Action quality assessment (AQA) is to assess how well an action is performed. Previous works perform modelling by only the use of visual information, ignoring audio information. We argue that although AQA is highly dependent on visual information, the audio is useful complementary information for improving the score regression accuracy, especially for sports with background music, such as figure skating and rhythmic gymnastics. To leverage multimodal information for AQA, i.e., RGB, optical flow and audio information, we propose a Progressive Adaptive Multimodal Fusion Network (PAMFN) that separately models modality-specific information and mixed-modality information. Our model consists of with three modality-specific branches that independently explore modality-specific information and a mixed-modality branch that progressively aggregates the modality-specific information from the modality-specific branches. To build the bridge between modality-specific branches and the mixed-modality branch, three novel modules are proposed. First, a Modality-specific Feature Decoder module is designed to selectively transfer modality-specific information to the mixed-modality branch. Second, when exploring the interaction between modality-specific information, we argue that using an invariant multimodal fusion policy may lead to suboptimal results, so as to take the potential diversity in different parts of an action into consideration. Therefore, an Adaptive Fusion Module is proposed to learn adaptive multimodal fusion policies in different parts of an action. This module consists of several FusionNets for exploring different multimodal fusion strategies and a PolicyNet for deciding which FusionNets are enabled. Third, a module called Cross-modal Feature Decoder is designed to transfer cross-modal features generated by Adaptive Fusion Module to the mixed-modality branch.
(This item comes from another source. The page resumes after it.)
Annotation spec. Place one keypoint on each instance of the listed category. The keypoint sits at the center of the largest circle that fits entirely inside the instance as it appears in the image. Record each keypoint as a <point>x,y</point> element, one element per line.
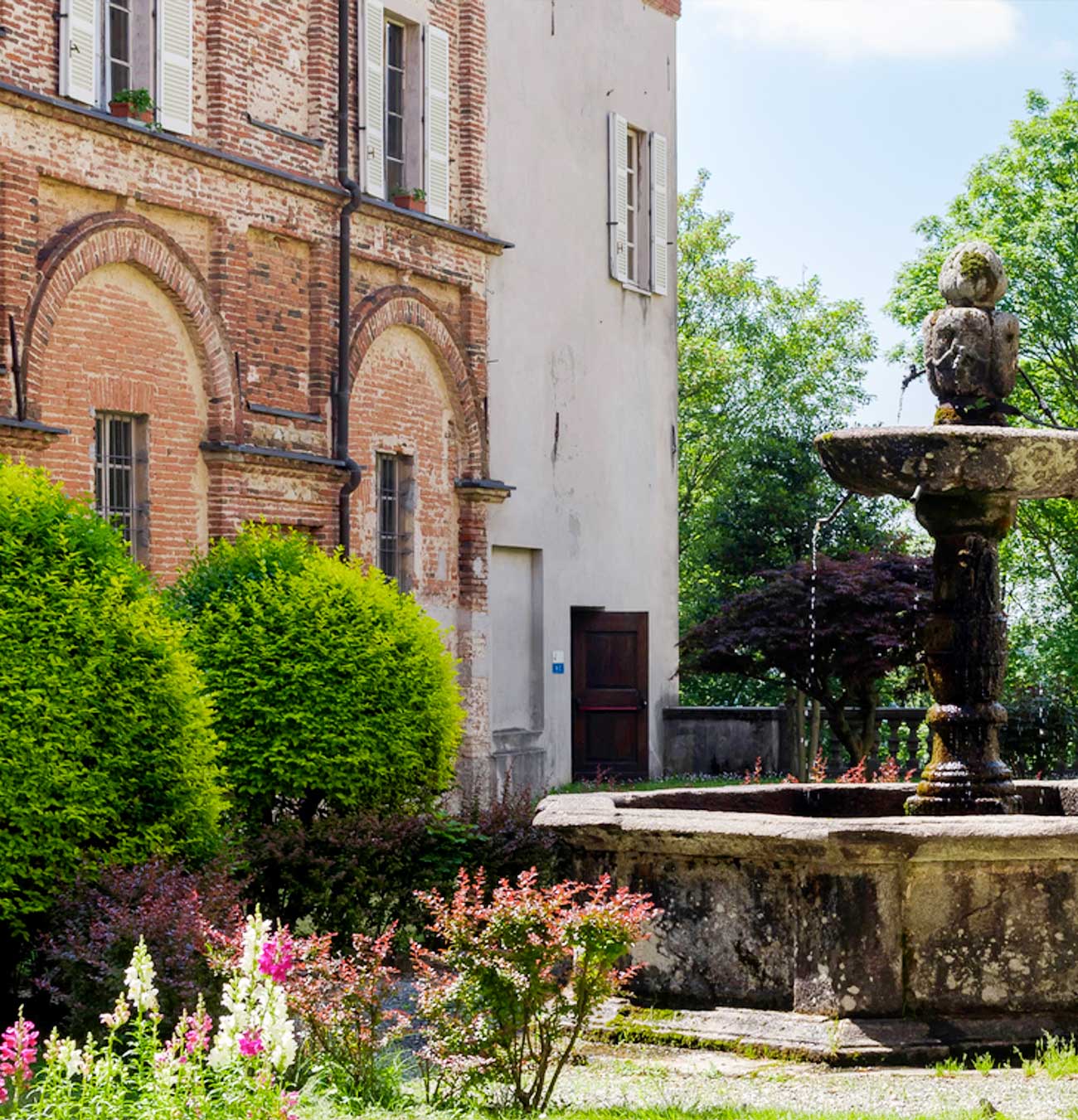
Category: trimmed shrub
<point>334,691</point>
<point>105,735</point>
翻译：动作质量评估旨在评判动作执行的优劣程度。以往研究仅利用视觉信息进行建模，忽视了音频信息的作用。我们认为，尽管动作质量评估高度依赖视觉信息，但音频作为补充信息能够有效提升评分回归的准确性，特别是在花样滑冰、艺术体操等具有背景音乐的体育项目中。为综合利用RGB、光流与音频等多模态信息进行动作质量评估，我们提出了一种渐进式自适应多模态融合网络。该网络分别对模态特定信息与混合模态信息进行建模，包含三个独立探索模态特定信息的专用分支，以及一个渐进聚合各模态特定信息的混合模态分支。为构建模态特定分支与混合模态分支间的桥梁，我们提出了三个创新模块：首先，设计模态特定特征解码器模块，用于选择性地将模态特定信息传递至混合模态分支；其次，在探索模态特定信息间的交互关系时，我们认为采用固定的多模态融合策略可能导致次优结果，因此提出自适应融合模块以学习动作不同阶段的自适应多模态融合策略。该模块包含若干探索不同多模态融合策略的FusionNet，以及决策启用哪些FusionNet的PolicyNet；最后，设计跨模态特征解码器模块，将自适应融合模块生成的跨模态特征传递至混合模态分支。